In my answer to this SO question I originally tried using regex to grab the javascript array that follows json_items =
and ends lazily at first ";"
i.e. captures everything in the javascript array [array]
variable called json_items
.
You can see the start of the match here:
And the regex is saved here. I can correctly match with json_items = (.*?);
in both python and PCRE (PHP) if I set the re.DOTALL
flag or single line flag respectively.
For example, in Python the following functions correctly:
import requests, re, json
data = {
'inputType': '1',
'stringInput': 'https://www.youtube.com/channel/UC43lrLHl4EhxaKQn2HrcJPQ',
'limit': '100',
'keyType': 'default'
}
r = requests.post('https://youtube-playlist-analyzer.appspot.com/submit', data=data)
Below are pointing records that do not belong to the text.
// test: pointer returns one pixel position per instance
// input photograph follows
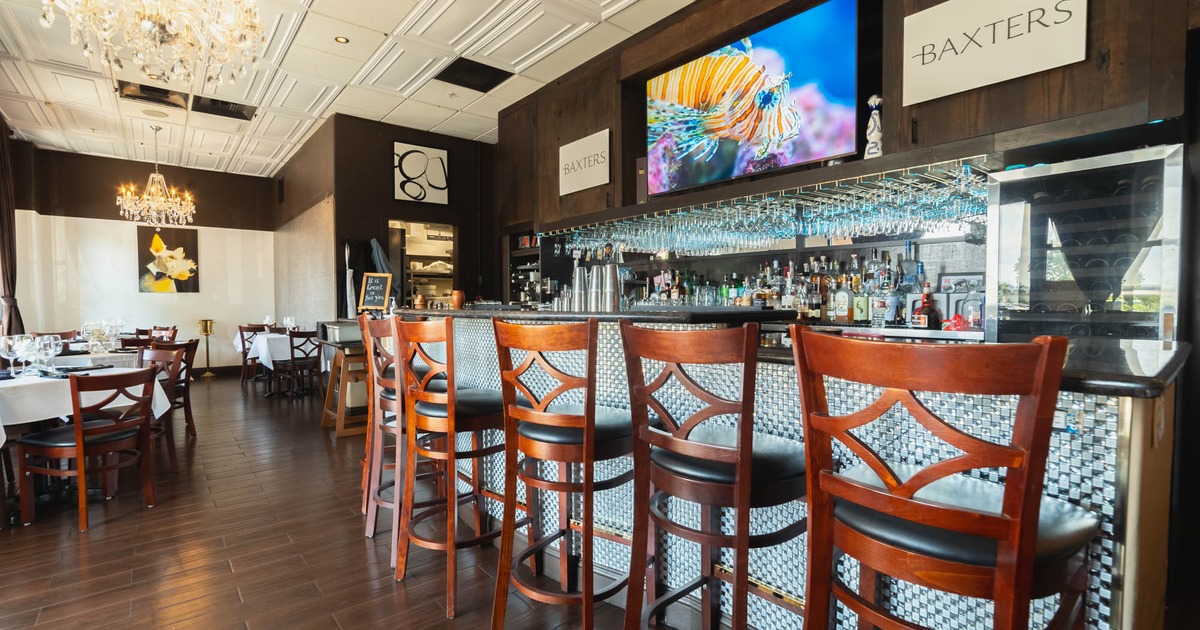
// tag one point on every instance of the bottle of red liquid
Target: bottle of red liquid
(928, 315)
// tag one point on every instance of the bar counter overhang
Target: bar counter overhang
(1110, 453)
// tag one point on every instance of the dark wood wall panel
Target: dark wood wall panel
(516, 184)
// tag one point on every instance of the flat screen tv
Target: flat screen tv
(783, 96)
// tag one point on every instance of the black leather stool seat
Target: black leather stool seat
(1063, 528)
(64, 436)
(468, 403)
(774, 459)
(611, 425)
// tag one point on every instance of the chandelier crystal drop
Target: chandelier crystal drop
(159, 205)
(167, 40)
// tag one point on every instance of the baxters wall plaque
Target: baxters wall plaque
(963, 45)
(421, 174)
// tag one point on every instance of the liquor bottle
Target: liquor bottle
(928, 315)
(862, 301)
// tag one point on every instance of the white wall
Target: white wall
(75, 269)
(305, 268)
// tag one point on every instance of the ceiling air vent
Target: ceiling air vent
(473, 75)
(160, 96)
(222, 108)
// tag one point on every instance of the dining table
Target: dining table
(30, 399)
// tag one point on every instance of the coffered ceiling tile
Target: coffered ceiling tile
(641, 15)
(301, 94)
(63, 87)
(21, 113)
(402, 65)
(369, 13)
(454, 23)
(249, 90)
(136, 108)
(322, 65)
(418, 115)
(280, 126)
(491, 137)
(205, 161)
(251, 167)
(142, 132)
(198, 141)
(37, 43)
(47, 138)
(372, 102)
(263, 149)
(318, 31)
(489, 106)
(99, 145)
(465, 125)
(90, 121)
(516, 88)
(144, 153)
(15, 81)
(580, 49)
(534, 30)
(447, 95)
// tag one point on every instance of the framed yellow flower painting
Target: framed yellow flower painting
(168, 261)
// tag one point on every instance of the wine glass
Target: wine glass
(9, 352)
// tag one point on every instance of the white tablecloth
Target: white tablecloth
(31, 399)
(114, 359)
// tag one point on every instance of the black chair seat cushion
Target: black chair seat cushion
(1063, 528)
(436, 385)
(64, 437)
(468, 403)
(773, 459)
(611, 425)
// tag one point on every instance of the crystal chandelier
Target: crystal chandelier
(159, 205)
(167, 39)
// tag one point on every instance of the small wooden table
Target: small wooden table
(349, 365)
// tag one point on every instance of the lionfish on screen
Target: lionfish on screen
(721, 95)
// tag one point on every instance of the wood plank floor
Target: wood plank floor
(259, 529)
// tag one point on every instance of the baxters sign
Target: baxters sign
(963, 45)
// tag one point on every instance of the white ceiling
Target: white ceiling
(57, 99)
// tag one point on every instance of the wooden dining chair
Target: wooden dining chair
(181, 396)
(246, 334)
(441, 413)
(169, 365)
(701, 460)
(301, 365)
(570, 437)
(65, 335)
(100, 439)
(934, 523)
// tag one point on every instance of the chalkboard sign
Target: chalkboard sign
(375, 292)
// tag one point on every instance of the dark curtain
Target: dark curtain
(11, 324)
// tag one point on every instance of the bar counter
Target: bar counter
(1110, 453)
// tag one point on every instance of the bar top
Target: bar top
(703, 315)
(1140, 369)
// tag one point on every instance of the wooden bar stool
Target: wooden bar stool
(700, 461)
(574, 436)
(934, 526)
(439, 418)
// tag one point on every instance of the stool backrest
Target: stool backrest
(414, 340)
(126, 403)
(535, 341)
(378, 342)
(304, 345)
(897, 372)
(676, 351)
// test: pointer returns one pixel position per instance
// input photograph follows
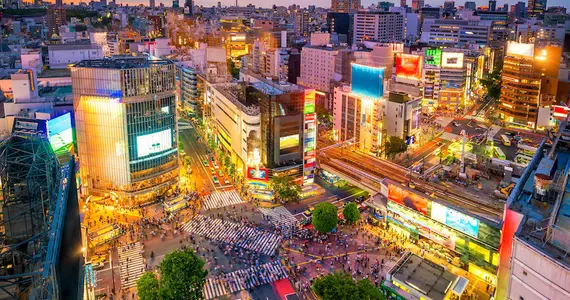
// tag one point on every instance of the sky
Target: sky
(321, 3)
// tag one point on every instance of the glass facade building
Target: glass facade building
(126, 128)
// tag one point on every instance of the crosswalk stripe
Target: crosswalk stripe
(233, 233)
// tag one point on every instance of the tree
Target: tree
(182, 275)
(147, 286)
(285, 188)
(341, 286)
(325, 217)
(394, 146)
(351, 213)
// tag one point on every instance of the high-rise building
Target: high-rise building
(536, 8)
(127, 138)
(188, 8)
(417, 4)
(302, 23)
(530, 81)
(492, 5)
(345, 5)
(55, 19)
(471, 5)
(378, 26)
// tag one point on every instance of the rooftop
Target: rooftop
(542, 196)
(122, 62)
(423, 276)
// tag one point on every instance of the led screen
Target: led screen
(154, 142)
(455, 219)
(259, 174)
(290, 141)
(407, 198)
(367, 81)
(60, 133)
(433, 57)
(409, 66)
(452, 60)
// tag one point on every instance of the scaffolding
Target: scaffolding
(35, 188)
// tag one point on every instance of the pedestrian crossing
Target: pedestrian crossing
(239, 280)
(221, 199)
(281, 218)
(233, 233)
(132, 264)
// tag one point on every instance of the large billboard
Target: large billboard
(60, 133)
(153, 143)
(367, 81)
(455, 219)
(408, 66)
(452, 60)
(408, 199)
(433, 57)
(514, 48)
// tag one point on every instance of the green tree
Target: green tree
(182, 275)
(147, 286)
(285, 188)
(351, 213)
(395, 145)
(341, 286)
(325, 217)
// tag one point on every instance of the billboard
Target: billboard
(452, 60)
(408, 66)
(60, 133)
(408, 199)
(367, 81)
(514, 48)
(433, 57)
(455, 219)
(153, 143)
(257, 174)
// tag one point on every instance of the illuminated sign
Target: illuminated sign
(60, 133)
(367, 81)
(290, 141)
(154, 142)
(514, 48)
(433, 57)
(408, 66)
(452, 60)
(257, 174)
(408, 199)
(455, 219)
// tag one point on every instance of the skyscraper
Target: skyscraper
(345, 5)
(125, 114)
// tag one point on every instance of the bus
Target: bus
(498, 153)
(506, 141)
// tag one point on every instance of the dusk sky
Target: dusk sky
(321, 3)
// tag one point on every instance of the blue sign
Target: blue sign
(367, 81)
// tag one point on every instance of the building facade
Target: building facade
(127, 135)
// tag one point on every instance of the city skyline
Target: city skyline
(319, 3)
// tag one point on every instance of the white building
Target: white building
(378, 26)
(61, 56)
(318, 67)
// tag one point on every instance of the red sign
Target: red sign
(257, 174)
(407, 198)
(409, 66)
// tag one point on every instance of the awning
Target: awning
(460, 285)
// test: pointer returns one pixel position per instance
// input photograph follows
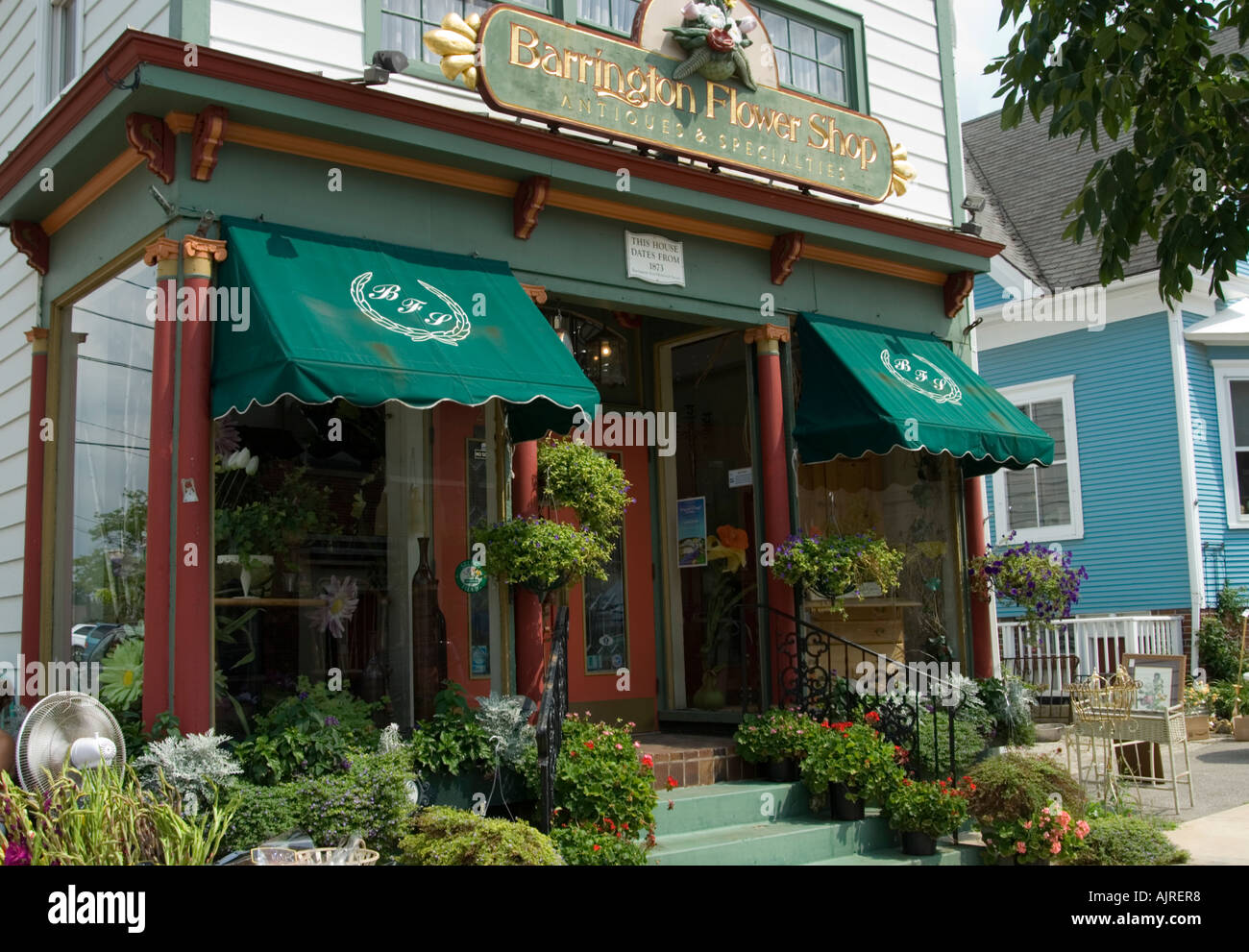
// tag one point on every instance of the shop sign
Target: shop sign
(654, 258)
(531, 65)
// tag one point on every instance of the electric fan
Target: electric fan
(66, 731)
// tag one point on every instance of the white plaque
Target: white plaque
(654, 258)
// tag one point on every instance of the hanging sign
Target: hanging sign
(695, 87)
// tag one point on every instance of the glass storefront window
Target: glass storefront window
(111, 425)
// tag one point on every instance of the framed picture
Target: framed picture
(1162, 681)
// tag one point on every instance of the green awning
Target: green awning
(869, 390)
(335, 316)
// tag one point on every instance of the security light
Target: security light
(385, 62)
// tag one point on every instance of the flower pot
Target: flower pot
(1197, 726)
(916, 843)
(783, 771)
(844, 807)
(1240, 727)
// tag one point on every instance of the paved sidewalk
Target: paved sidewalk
(1216, 839)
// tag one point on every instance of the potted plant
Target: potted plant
(1031, 576)
(833, 566)
(853, 762)
(777, 739)
(544, 553)
(922, 811)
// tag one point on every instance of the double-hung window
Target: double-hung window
(1041, 503)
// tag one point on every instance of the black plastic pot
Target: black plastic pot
(916, 843)
(844, 807)
(783, 771)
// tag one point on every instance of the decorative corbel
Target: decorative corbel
(527, 203)
(207, 139)
(958, 286)
(30, 240)
(153, 139)
(786, 250)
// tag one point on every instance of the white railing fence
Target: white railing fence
(1057, 655)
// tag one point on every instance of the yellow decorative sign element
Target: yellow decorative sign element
(456, 42)
(903, 171)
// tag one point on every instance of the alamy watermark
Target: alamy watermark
(1072, 305)
(203, 304)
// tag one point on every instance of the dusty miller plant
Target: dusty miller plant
(194, 765)
(506, 720)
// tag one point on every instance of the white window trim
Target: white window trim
(1224, 373)
(48, 96)
(1041, 390)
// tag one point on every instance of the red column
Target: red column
(163, 254)
(982, 626)
(192, 618)
(32, 569)
(775, 487)
(526, 606)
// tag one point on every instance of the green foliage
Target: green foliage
(263, 812)
(935, 753)
(108, 819)
(835, 566)
(595, 846)
(1128, 841)
(773, 736)
(542, 553)
(599, 778)
(121, 673)
(310, 734)
(374, 798)
(1016, 786)
(1141, 74)
(856, 755)
(442, 836)
(450, 744)
(931, 807)
(577, 475)
(1010, 702)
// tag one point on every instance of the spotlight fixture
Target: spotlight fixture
(385, 62)
(972, 204)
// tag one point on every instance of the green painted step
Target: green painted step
(735, 803)
(787, 841)
(948, 853)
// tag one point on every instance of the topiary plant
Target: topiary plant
(442, 836)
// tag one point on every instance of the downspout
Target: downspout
(1188, 474)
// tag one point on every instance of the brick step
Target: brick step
(786, 841)
(736, 803)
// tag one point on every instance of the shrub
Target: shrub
(592, 846)
(1016, 786)
(854, 755)
(108, 819)
(935, 755)
(194, 766)
(442, 836)
(1128, 841)
(932, 807)
(773, 736)
(374, 798)
(263, 812)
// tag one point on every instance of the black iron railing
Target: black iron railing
(827, 676)
(551, 714)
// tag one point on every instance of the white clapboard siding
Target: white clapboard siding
(104, 20)
(903, 70)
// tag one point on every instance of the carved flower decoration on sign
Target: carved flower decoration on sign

p = re.compile(r'json_items = (.*?);', re.DOTALL)
results = json.loads(p.findall(r.text)[0])
The array is retrieved. However, I cannot seem to find the right setting (or to adjust regex appropriately) to do the same in VBA. My best attempt is shown below. It simply fails to match. How do I grab the javascript array as discussed using Regex in VBA please?
Option Explicit
Public Sub RegexMatch()
Dim s As String, ws As Worksheet, body As String, re As Object
body = "inputType=1&stringInput=https://www.youtube.com/channel/UC43lrLHl4EhxaKQn2HrcJPQ&limit=100&keyType=default"
Set ws = ThisWorkbook.Worksheets("Sheet1")
Set re = CreateObject("vbscript.regexp")
With CreateObject("MSXML2.XMLHTTP")
.Open "POST", "https://youtube-playlist-analyzer.appspot.com/submit", False
.setRequestHeader "User-Agent", "Mozilla/5.0"
.send body
s = .responseText
End With
Dim matches As Object
With re
.Global = True
.MultiLine = True
.IgnoreCase = False
.pattern = "json_items = (.*?);"
If .Test(s) Then
Set matches = .Execute(s)
Debug.Print matches(0).SubMatches(0)
Else
Debug.Print "Failed"
End If
End With
End Sub
To preserve two answers given in comments:
FlorentB:
var json_items\s*=\s*((?:"(?:\\"|[^"])+"|[^;"]+)+)
Wiktor Stribiżew:
There is no option, use [^] or [\s\S] / [\d\D] / [\w\W] instead of a dot.